Original Evidence for Sex Chromosome Effects on Sexual Differentiation of Nongonadal Tissues

It is difficult to identify the first evidence that sex differences in mammalian or avian traits are caused by the differential representation of sex chromosome genes in the genomes of males and females. X-linkage of some sex-biased traits such as color blindness has been understood for about 100 yr (5) but seems not to have been considered relevant to theories of sexual differentiation at least since the 1940s when Jost demonstrated the endocrine control of differentiation of external genitalia and other structures (6). Other evidence from the 1920s and 1930s suggested that some secondary sexual characteristics are not hormonally determined. Sexual plumage typical of the male and female birds can occur in the same individual, for example in lateral gynandromorphic birds, as was realized by the 1920s (7). By modern standards, these early studies usually stopped short of proving a sex chromosome effect on sexual characters because of the difficulty in establishing the chromosomal sex of cells. Even today, genetic sex is normally confounded with the type of hormonal secretions of the gonads, making it difficult to exclude an endocrine mechanism rigorously.

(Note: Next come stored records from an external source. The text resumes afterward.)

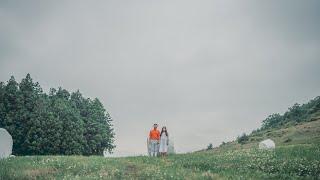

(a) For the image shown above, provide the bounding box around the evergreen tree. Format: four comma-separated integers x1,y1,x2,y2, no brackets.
2,76,20,154
0,74,114,155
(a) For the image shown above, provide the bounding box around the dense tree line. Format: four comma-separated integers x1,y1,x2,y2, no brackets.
0,74,115,155
260,96,320,130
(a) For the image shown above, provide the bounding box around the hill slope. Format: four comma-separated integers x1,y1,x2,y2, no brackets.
0,98,320,180
215,117,320,150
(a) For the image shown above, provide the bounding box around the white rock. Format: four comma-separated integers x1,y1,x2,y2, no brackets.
0,128,13,159
259,139,276,149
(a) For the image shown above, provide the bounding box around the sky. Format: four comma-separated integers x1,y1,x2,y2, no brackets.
0,0,320,156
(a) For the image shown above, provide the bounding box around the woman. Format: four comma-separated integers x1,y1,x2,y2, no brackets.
159,126,169,156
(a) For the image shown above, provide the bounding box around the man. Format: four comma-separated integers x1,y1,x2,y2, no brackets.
149,124,160,157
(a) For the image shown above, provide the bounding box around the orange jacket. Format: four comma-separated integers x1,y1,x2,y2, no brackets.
149,129,160,140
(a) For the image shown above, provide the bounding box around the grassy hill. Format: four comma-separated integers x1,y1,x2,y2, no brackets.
0,98,320,180
215,116,320,150
0,144,320,180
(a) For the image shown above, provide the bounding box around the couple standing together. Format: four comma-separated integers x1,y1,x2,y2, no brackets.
149,124,169,157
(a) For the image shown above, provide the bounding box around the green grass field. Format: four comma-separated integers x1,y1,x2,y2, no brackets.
0,144,320,180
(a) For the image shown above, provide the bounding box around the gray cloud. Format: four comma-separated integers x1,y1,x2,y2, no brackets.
0,0,320,154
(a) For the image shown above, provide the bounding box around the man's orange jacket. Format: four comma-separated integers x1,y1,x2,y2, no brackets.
149,129,160,140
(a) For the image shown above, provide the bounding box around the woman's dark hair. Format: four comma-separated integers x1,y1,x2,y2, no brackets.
160,126,169,137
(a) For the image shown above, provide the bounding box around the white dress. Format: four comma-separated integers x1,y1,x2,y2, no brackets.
159,133,169,153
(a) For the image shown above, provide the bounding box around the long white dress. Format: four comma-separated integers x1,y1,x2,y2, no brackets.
159,133,169,153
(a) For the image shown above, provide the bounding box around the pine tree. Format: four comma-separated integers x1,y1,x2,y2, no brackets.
2,76,20,154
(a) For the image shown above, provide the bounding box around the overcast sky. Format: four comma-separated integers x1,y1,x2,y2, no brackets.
0,0,320,155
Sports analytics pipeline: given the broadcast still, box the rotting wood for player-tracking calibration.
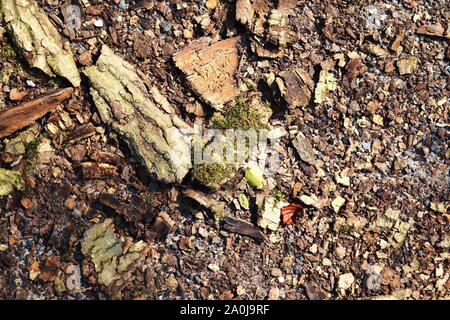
[0,88,73,138]
[174,37,240,109]
[0,0,81,87]
[84,45,191,183]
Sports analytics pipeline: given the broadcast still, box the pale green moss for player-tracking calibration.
[211,99,271,130]
[192,163,236,190]
[0,168,24,197]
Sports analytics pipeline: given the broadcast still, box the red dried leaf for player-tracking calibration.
[281,203,303,224]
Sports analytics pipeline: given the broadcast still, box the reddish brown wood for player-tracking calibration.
[0,88,73,138]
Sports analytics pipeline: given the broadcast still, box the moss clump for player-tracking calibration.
[0,168,24,197]
[211,99,271,130]
[0,43,16,59]
[192,163,236,190]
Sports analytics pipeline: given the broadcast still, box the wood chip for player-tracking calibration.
[0,88,73,138]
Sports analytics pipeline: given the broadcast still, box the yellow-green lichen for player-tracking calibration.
[0,168,24,197]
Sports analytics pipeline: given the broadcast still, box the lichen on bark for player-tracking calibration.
[81,219,148,295]
[0,0,80,87]
[84,45,191,183]
[0,168,24,197]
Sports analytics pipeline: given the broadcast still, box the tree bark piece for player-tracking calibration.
[174,37,239,109]
[0,88,73,138]
[0,0,80,87]
[84,46,191,183]
[223,217,265,244]
[236,0,255,26]
[275,68,314,109]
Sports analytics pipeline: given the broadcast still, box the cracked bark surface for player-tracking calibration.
[84,46,191,183]
[0,0,80,87]
[174,37,239,109]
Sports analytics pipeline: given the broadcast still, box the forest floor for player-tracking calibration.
[0,0,450,299]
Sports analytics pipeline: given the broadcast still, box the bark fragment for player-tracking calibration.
[0,0,80,87]
[223,217,265,243]
[0,168,24,197]
[81,219,149,295]
[174,37,243,109]
[0,88,73,138]
[236,0,255,26]
[417,22,445,37]
[275,68,314,109]
[84,46,191,183]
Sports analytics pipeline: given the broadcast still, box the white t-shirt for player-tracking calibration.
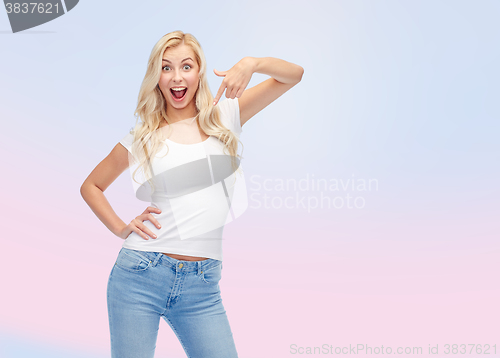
[120,98,248,261]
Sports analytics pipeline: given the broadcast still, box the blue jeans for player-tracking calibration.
[107,247,238,358]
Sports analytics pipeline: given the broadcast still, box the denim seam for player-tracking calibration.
[165,316,191,358]
[115,255,151,273]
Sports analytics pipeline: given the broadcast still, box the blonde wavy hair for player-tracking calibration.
[130,31,243,196]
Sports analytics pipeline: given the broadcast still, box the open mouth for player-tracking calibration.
[170,87,187,102]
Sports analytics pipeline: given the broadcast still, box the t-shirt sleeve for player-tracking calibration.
[120,127,134,153]
[217,97,243,137]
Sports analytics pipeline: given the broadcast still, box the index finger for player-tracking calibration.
[214,82,226,106]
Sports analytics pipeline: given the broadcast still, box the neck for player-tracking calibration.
[167,102,198,123]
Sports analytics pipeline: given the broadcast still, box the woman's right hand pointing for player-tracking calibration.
[118,206,161,240]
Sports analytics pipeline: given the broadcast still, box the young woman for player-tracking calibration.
[80,31,304,358]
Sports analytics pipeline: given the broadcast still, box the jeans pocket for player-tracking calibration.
[200,264,222,284]
[115,248,152,272]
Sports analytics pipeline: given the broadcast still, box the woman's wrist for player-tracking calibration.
[244,56,260,73]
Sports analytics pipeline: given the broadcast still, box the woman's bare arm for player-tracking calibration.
[80,143,129,236]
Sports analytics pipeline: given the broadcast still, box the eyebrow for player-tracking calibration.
[162,57,193,63]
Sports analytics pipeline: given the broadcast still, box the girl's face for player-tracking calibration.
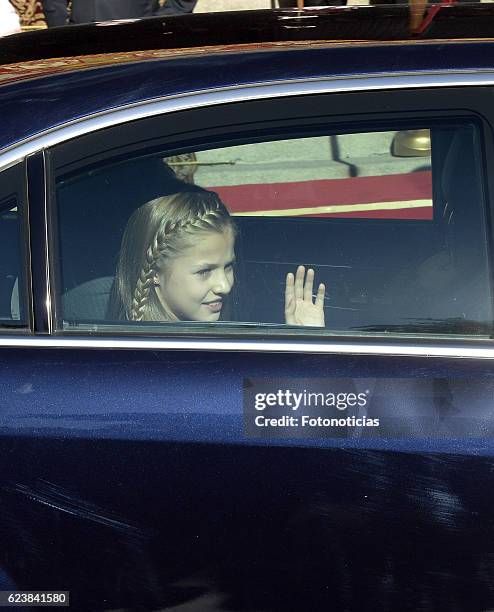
[154,228,235,321]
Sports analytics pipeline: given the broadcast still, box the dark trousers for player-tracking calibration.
[42,0,197,27]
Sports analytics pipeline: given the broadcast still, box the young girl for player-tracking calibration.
[109,185,325,327]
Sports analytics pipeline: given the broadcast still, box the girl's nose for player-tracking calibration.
[213,271,232,295]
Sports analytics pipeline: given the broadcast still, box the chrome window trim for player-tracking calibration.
[0,336,494,359]
[0,70,494,171]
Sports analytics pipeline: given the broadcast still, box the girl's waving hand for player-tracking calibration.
[285,266,326,327]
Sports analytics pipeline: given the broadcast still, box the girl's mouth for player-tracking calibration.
[204,300,223,312]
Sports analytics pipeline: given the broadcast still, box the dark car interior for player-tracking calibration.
[0,122,486,334]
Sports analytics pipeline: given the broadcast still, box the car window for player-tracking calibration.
[50,121,492,336]
[0,165,27,331]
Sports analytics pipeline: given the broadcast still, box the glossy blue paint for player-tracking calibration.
[0,42,493,149]
[0,349,494,455]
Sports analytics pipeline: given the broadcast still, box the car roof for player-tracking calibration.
[0,3,494,64]
[0,4,494,151]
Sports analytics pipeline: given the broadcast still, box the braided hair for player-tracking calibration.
[109,189,235,321]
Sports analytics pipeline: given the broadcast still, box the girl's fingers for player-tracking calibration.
[295,266,305,300]
[304,268,314,304]
[316,283,326,308]
[285,272,295,313]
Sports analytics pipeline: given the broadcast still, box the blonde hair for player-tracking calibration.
[109,189,235,321]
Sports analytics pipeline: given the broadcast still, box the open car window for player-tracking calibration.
[50,121,492,337]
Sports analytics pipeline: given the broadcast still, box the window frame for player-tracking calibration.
[0,160,33,336]
[41,88,494,342]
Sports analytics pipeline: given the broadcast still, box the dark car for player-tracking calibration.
[0,5,494,612]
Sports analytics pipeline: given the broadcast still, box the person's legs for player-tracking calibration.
[278,0,347,8]
[157,0,197,15]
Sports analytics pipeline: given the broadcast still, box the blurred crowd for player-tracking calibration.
[0,0,197,35]
[0,0,358,36]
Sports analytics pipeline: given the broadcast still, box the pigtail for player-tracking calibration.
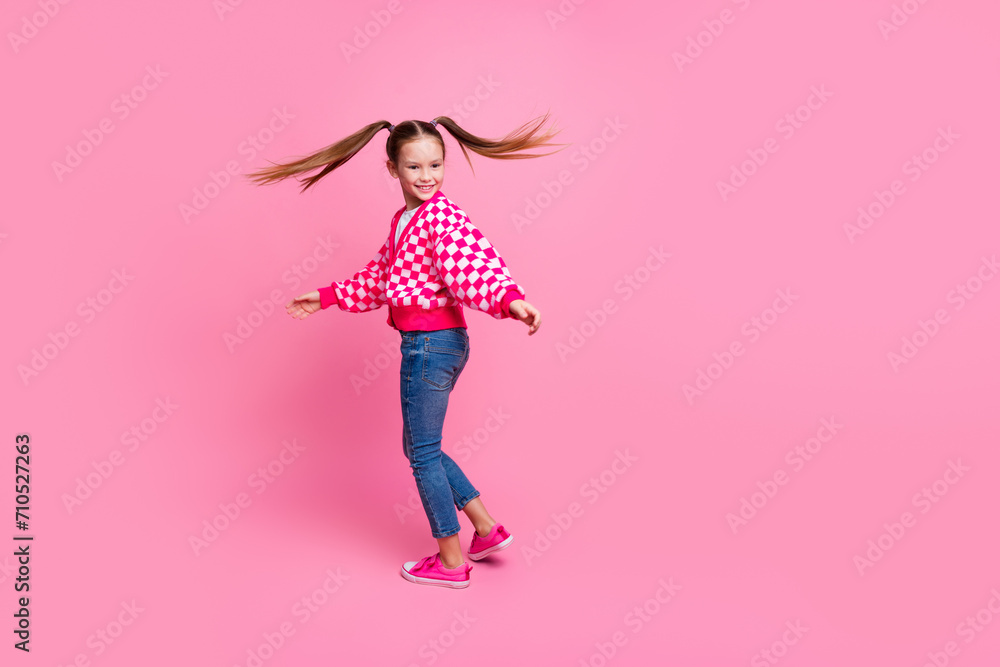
[247,120,393,192]
[434,113,565,173]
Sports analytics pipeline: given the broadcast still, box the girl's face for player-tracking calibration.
[385,137,444,210]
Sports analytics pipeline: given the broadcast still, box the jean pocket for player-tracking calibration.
[421,339,469,389]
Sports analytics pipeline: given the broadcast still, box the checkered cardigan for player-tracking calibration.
[319,190,524,330]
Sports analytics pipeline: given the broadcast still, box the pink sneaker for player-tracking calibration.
[400,553,472,588]
[469,523,514,560]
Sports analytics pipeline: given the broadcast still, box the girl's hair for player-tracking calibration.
[248,113,562,192]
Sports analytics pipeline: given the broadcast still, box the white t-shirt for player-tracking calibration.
[393,206,420,248]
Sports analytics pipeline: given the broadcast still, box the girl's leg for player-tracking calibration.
[400,329,478,567]
[462,496,496,537]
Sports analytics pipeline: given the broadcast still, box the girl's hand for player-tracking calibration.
[509,299,542,336]
[285,290,320,320]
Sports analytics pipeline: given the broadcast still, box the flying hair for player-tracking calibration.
[247,113,565,192]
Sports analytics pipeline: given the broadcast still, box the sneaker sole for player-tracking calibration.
[469,535,514,560]
[399,568,469,588]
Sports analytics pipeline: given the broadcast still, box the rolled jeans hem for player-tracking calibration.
[455,491,479,512]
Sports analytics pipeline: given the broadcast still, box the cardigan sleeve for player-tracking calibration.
[431,215,524,320]
[319,239,389,313]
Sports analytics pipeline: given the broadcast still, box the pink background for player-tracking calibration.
[0,0,1000,667]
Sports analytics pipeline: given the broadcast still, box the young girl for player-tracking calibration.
[250,115,556,588]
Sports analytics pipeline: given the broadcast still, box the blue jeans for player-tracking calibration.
[399,327,479,538]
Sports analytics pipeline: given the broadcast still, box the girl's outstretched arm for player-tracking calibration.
[507,299,542,336]
[285,290,319,320]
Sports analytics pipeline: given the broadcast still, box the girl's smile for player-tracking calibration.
[386,138,444,210]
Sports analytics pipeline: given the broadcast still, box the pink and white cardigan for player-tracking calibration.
[319,190,524,331]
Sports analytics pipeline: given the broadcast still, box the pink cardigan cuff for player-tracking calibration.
[318,287,337,310]
[500,289,524,317]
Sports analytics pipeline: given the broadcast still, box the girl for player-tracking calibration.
[250,114,556,588]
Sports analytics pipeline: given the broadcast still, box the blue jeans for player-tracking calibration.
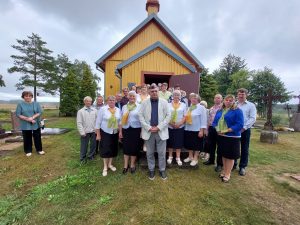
[235,128,251,168]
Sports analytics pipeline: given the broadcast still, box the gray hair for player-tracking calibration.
[173,90,181,97]
[83,96,93,102]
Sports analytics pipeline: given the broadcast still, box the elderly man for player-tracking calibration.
[139,85,171,180]
[77,96,97,163]
[234,88,256,176]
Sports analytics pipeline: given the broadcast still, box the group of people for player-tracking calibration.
[16,83,256,182]
[77,83,256,182]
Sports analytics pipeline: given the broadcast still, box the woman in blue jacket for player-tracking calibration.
[212,95,244,182]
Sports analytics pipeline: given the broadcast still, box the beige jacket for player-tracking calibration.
[138,98,171,140]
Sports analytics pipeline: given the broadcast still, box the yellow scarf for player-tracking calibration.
[171,102,180,123]
[122,103,136,126]
[107,108,118,129]
[185,105,197,125]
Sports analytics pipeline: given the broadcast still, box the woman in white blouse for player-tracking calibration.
[167,90,186,166]
[184,93,207,166]
[96,95,121,176]
[119,91,143,174]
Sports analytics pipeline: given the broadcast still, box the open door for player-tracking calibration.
[169,73,200,97]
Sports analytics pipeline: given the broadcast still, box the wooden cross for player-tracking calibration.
[262,89,283,130]
[284,103,292,120]
[293,95,300,113]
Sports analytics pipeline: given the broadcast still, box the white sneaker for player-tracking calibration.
[183,157,192,162]
[167,157,173,165]
[176,158,182,166]
[108,165,117,172]
[190,160,198,166]
[102,170,107,177]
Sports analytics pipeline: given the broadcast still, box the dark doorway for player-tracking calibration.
[144,74,171,84]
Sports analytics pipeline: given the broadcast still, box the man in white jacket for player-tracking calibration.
[76,96,97,163]
[139,84,171,180]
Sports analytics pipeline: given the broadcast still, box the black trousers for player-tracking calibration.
[22,128,43,154]
[207,126,223,166]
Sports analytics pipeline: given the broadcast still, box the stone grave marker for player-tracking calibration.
[290,95,300,132]
[260,89,282,144]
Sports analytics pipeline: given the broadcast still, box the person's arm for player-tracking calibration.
[76,110,86,137]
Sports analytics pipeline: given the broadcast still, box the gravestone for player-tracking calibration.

More recently, several studies have indicated that sex differences are found in tissues before gonadal differentiation. Male and female embryos from several species differ in size at specific gonadal stages (8, 9), a difference influenced by both X and Y genes in mice (10, 11, 12). In the mouse, the genetic origin of the sex difference is understood better than for most other cases, but it is not clear to what extent the early developmental differences influence adult phenotypes. In the marsupial wallaby, differentiation of the scrotum, pouch, and mammary tissues appears to be under control of the number of X chromosomes (one X causes differentiation of male structures, two cause feminine differentiation), based on observations of animals with unusual numbers of sex chromosomes (13, 14, 15). The scrotum and mammary tissues are recognizable before gonadal sex is evident. The wallaby example is the clearest case of functionally important sex-specific reproductive tissues that differentiate sexually because of the complement of sex chromosome genes in mammals. In the brain, Reisert and colleagues (16, 17) found that XX and XY cells, harvested from the midbrain of embryonic rats before the onset of sexually dimorphic plasma levels of testosterone, develop different phenotypes when grown in culture under identical conditions. Midbrain cultures develop different numbers of dopamine neurons, for example, and other differences in dopamine-related phenotypes (18). In this case, the sex differences are unlikely to have been caused by differences in gonadal secretions, and therefore probably result from the differential expression of sex chromosome genes in the cells. Sex differences in gene expression are also found in the mouse brain before gonadal differentiation (19).

Sexual Differentiation of the Zebra Finch Song System

The neural circuit for song in zebra finches (Taeniopygia guttata) illustrates some of the difficulties in separating the effects of gonadal hormones and sex chromosome genes, especially in a species not yet amenable to genetic modification (20). Male zebra finches sing a courtship song that females cannot sing, and the neural song circuit is much larger in males (more neurons, larger volumes of song regions, etc.) (21). Females treated at hatching with estradiol have a song circuit that is masculinized permanently and they sing as adults (22). This finding suggested that the male’s testes secrete testosterone during early stages of development, which is converted locally in the brain to estradiol, which acts via estrogen receptors to cause masculine development in a manner similar to sexual differentiation of various brain phenotypes in rodents (23, 24). The masculinizing role for estrogen is also supported by several experiments in which fadrozole, an aromatase (estrogen synthase) inhibitor, was found to reduce or block specific components of the normal masculinization of males, including the male-specific increase in androgen receptors (25, 26, 27). However, other experimental findings question the primacy of gonadal hormones and suggest a role for other factors. The dose of estradiol needed for substantial masculinization of females is rather high, and sex differences in plasma levels of steroids have been difficult to find. Treating females with various combinations of androgens and estrogens causes at best about half-masculinization of their song circuit, and they are never fully sex-reversed (28, 29, 30). Moreover, blocking steroid action in males does not usually substantially prevent masculine development (31). The main experimental tool available has been to manipulate the levels of gonadal hormones, which tells us mainly about the role of hormones, not the role of other factors. When these manipulations are not effective, the results do not strongly undermine a hormonal theory because technical issues (e.g. wrong dose or time of treatment) could be invoked to explain the lack of effect in each case. In the aggregate, however, hormonal theories have not been adequate to predict the outcomes of experiments.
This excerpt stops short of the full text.